Kennedy and I text it out and my sense of shivery outrage fades a little. I tell her I'm leaving France. Correction: I've been asked to leave. She texts back,
Y
ay!
She'll see me that much sooner, adding that for what it's worth, the Blavettes sound majorly douchey and Émilie is clearly a psycho-bitch on wheels. Also that next time (if there is a next time) maybe I should consider not sleeping with a member of the host family three
months into my stay. And finally, for the record: three weeks does not true love make.
Don't be blond,
Q, Srsly.
Also, she's met a really hot guy called Indigo and he's perfect for me, will be good for me. Plus, major emotional triage session at Boston Tea Company the second my plane lands. When I read that last part, I have a little cry.

So it's all fine and clear in my head. I start packing. I feel strangely calm. Then I hear the front door open, boots striking the stairs. As suddenly as he left, there he is again in my doorway, his dark eyes taking in my tears, my half-packed bag. He's back because he misses me and there's rain in his hair, rain beading his lips and eyelashes.
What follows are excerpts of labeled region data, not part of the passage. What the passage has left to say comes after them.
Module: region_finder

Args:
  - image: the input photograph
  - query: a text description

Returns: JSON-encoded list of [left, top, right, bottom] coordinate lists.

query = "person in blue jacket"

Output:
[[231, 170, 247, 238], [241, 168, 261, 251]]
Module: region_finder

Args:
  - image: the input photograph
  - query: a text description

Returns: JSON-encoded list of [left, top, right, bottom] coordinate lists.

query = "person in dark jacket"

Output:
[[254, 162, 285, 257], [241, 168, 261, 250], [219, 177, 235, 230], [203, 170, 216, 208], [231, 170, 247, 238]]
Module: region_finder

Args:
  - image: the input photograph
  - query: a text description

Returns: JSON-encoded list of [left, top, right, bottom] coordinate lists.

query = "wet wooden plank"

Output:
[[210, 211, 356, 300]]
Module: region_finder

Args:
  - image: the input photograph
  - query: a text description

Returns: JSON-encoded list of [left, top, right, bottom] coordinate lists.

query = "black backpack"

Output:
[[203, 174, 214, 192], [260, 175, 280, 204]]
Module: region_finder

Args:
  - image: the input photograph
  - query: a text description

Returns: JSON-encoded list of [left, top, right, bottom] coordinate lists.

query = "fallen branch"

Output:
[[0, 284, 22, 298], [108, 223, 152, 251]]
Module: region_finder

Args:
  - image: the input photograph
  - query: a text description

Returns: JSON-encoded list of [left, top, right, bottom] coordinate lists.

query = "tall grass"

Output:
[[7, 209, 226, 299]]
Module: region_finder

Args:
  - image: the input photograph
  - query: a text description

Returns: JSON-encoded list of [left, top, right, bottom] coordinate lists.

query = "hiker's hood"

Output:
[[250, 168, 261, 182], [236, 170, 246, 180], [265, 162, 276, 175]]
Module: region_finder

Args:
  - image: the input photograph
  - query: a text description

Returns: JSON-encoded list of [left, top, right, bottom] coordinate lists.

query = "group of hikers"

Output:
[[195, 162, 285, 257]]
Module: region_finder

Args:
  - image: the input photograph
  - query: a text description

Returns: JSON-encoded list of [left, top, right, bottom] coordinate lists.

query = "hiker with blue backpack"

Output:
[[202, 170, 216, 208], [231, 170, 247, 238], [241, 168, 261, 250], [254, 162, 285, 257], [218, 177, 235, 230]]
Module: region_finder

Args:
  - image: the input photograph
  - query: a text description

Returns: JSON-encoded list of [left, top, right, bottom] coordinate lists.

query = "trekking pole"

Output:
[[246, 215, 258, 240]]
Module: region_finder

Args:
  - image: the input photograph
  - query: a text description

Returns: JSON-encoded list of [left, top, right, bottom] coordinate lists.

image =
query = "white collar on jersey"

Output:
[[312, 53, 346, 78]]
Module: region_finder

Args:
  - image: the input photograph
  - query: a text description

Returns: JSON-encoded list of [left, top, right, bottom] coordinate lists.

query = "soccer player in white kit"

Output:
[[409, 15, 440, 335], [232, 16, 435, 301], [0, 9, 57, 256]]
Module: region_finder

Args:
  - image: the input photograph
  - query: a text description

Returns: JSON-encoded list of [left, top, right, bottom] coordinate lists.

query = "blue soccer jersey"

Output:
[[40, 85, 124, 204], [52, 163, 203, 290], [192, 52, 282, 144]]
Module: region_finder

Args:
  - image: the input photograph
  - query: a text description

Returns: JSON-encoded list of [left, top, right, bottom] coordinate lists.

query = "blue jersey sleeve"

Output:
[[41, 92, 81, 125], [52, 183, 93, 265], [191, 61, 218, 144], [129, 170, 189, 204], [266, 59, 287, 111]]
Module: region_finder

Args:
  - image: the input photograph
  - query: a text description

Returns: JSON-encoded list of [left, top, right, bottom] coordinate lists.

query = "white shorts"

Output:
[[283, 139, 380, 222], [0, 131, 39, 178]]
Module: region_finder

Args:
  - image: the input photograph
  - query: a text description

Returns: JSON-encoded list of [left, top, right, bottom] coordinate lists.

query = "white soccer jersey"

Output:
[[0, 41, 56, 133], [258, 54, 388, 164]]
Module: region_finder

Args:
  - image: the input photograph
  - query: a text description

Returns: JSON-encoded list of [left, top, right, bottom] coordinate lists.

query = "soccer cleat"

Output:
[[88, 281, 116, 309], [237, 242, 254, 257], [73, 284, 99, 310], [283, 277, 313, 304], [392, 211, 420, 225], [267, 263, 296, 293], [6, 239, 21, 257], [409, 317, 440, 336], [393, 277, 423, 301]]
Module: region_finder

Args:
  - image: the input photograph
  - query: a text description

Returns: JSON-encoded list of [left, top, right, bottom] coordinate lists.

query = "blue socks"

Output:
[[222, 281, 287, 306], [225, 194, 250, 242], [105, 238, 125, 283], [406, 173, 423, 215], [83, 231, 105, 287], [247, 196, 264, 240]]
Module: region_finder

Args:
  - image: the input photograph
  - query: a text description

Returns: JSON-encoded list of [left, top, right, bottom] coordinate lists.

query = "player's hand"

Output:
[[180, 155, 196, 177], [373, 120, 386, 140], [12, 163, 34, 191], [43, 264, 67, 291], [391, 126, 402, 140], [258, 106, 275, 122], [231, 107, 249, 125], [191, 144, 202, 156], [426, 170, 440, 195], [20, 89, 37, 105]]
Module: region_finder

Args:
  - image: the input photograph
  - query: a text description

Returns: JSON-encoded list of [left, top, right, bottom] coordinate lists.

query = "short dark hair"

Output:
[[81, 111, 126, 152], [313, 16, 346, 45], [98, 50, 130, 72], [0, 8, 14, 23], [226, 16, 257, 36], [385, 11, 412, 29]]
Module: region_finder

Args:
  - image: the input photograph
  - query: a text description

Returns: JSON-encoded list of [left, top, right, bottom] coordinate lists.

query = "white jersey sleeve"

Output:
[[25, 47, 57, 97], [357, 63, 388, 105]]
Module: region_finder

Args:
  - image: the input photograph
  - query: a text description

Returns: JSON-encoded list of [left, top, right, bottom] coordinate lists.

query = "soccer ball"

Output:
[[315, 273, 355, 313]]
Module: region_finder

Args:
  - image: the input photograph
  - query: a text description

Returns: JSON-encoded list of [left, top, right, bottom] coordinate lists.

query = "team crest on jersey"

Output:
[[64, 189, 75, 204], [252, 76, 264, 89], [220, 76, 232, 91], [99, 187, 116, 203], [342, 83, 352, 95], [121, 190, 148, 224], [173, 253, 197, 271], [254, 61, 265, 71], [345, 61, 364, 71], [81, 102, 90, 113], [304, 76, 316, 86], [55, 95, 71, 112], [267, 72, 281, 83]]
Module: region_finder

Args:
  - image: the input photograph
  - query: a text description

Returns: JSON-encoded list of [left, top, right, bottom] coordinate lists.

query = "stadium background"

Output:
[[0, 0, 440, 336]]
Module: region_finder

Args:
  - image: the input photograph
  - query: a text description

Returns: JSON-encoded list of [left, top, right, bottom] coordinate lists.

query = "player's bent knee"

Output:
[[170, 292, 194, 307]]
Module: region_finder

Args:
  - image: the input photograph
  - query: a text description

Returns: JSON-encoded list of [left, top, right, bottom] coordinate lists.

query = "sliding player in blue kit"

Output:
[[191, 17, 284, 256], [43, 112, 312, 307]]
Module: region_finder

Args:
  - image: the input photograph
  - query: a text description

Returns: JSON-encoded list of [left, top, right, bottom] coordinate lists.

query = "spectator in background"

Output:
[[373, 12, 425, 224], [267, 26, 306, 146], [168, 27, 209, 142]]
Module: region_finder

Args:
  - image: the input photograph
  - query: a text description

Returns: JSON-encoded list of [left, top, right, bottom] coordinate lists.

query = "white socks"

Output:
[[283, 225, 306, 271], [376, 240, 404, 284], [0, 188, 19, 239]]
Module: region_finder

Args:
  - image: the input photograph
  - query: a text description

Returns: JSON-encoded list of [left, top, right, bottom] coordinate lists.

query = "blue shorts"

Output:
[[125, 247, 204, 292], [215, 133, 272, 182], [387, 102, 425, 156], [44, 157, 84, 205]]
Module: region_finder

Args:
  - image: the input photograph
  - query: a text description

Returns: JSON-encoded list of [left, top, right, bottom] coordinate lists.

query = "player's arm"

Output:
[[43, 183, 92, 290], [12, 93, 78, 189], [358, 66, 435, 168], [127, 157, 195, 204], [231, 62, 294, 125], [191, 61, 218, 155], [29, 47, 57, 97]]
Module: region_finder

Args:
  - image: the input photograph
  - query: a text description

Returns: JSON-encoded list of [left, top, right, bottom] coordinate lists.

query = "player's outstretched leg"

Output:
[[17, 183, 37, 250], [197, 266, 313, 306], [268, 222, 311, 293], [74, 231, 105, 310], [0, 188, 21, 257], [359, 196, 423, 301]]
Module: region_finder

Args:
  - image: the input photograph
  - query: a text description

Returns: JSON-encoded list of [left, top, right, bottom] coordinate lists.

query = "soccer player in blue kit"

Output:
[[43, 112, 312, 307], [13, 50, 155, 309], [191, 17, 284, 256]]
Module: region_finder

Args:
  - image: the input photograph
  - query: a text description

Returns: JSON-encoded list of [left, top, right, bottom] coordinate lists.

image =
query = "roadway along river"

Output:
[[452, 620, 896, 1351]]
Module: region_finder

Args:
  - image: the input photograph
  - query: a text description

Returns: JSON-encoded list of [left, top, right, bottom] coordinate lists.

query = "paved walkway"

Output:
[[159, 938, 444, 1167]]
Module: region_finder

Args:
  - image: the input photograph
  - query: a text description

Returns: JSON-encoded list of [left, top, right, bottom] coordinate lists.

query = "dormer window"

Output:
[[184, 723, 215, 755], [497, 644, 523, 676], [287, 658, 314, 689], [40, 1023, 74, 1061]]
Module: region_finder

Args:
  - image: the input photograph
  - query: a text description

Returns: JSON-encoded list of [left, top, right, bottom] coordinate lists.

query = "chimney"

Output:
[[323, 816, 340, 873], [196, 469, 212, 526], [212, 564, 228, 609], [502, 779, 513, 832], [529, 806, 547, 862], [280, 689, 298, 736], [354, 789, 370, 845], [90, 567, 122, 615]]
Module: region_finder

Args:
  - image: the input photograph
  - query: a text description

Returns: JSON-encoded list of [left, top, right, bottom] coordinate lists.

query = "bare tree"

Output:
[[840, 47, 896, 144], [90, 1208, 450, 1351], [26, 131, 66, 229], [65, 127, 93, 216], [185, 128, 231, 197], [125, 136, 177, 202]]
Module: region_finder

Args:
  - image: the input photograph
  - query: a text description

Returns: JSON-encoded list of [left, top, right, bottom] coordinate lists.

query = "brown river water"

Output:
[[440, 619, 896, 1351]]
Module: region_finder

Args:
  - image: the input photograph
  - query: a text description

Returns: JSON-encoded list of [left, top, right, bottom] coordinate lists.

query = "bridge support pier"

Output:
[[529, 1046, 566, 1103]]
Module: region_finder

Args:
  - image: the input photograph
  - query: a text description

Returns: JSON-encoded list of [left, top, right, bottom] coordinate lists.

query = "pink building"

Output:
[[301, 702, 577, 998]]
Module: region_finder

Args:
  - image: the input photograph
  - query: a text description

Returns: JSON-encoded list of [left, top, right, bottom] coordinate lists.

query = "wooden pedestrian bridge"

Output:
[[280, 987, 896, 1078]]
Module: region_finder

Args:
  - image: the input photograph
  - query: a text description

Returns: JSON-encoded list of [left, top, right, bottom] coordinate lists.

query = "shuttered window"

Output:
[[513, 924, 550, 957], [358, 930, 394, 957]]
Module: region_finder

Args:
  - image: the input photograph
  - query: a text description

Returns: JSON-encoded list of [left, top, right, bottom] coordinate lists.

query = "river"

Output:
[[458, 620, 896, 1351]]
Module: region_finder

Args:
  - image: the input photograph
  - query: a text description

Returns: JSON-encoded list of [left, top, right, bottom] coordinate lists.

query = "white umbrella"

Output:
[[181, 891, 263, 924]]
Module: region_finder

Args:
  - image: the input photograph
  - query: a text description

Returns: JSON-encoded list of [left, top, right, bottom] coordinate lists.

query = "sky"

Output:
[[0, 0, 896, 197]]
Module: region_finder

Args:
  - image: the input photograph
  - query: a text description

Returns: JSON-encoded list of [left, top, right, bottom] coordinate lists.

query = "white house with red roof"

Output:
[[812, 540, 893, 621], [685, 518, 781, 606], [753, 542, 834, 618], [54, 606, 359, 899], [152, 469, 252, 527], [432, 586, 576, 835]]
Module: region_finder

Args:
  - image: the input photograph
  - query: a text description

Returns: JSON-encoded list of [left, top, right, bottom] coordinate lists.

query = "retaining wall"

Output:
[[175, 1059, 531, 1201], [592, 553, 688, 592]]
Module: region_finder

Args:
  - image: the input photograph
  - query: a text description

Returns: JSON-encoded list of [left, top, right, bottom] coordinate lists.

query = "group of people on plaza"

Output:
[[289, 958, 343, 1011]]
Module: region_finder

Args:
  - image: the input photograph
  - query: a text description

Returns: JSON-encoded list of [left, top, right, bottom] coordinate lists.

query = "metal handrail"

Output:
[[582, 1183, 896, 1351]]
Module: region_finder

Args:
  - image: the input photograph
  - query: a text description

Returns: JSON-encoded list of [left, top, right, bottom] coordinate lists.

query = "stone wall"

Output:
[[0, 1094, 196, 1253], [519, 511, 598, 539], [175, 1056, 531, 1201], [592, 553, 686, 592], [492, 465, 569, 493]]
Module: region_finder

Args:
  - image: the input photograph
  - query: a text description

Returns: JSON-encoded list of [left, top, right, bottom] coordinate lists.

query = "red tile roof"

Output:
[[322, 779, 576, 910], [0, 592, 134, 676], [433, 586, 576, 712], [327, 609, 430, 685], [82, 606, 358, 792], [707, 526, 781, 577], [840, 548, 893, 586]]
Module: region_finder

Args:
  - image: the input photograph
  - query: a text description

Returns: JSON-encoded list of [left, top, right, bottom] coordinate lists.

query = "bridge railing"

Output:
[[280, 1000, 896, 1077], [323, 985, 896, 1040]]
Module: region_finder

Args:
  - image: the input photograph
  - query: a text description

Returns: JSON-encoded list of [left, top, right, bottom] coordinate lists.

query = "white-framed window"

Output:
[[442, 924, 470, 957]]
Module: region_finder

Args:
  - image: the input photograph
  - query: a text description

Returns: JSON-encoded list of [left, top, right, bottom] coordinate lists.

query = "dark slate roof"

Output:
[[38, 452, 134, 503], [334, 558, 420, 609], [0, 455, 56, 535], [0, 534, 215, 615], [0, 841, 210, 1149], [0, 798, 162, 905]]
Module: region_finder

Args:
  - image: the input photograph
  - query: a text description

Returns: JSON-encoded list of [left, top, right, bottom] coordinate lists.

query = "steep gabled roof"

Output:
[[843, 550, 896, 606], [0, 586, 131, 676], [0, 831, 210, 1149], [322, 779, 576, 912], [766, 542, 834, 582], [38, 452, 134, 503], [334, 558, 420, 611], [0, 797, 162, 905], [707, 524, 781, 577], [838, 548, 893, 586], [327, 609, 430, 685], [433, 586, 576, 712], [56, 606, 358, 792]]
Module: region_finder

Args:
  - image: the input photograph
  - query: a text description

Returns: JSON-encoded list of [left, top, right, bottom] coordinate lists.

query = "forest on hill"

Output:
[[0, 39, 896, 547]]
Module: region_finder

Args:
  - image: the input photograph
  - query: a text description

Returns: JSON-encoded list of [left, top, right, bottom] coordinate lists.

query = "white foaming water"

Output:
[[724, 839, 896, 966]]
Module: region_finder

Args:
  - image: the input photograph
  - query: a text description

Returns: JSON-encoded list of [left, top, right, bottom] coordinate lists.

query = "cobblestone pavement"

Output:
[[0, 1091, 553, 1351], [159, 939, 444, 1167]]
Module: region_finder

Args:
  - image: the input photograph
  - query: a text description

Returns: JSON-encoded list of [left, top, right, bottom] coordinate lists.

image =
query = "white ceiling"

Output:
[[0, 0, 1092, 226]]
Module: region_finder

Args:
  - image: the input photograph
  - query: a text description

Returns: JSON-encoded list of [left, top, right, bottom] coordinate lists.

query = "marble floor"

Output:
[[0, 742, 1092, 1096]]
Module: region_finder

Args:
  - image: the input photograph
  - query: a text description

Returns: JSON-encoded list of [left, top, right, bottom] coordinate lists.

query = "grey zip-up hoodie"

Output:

He kisses me and I smell the road on his skin, gasoline, and hot leatherette. We kiss and I think it will go on forever. We undress, not for sex, just so that he can feel me naked against him. He traces his finger over my neck and back in slow circles and writes his name along the bruise on my collarbone.

I tell him what happened, fearing his reaction when I say how I fought with his mom, but he just keeps stroking my neck. For all the strength Kennedy gave me over the phone, for all that she is the one person in the world who loves me for who I am and is one hundred percent right about everything, I forget every word she said, because when his skin is pressed on my skin all I can smell, feel, think is him. The shutters are open and the stars have come out. We hold hands and watch the dog star burn.

“Quinn, je t'aime,”
he says.

“Hmm?” I know perfectly well what he said, but I need to hear it again.

He bites my ear. “I think I'm falling in love with you.”

“I love you, too,” I whisper, biting my lip.

He pulls me closer into him. “
Dieu
, I love you as much as I hate my mom and sister. Don't worry. We'll find a way to hurt them back for being so mean to you.”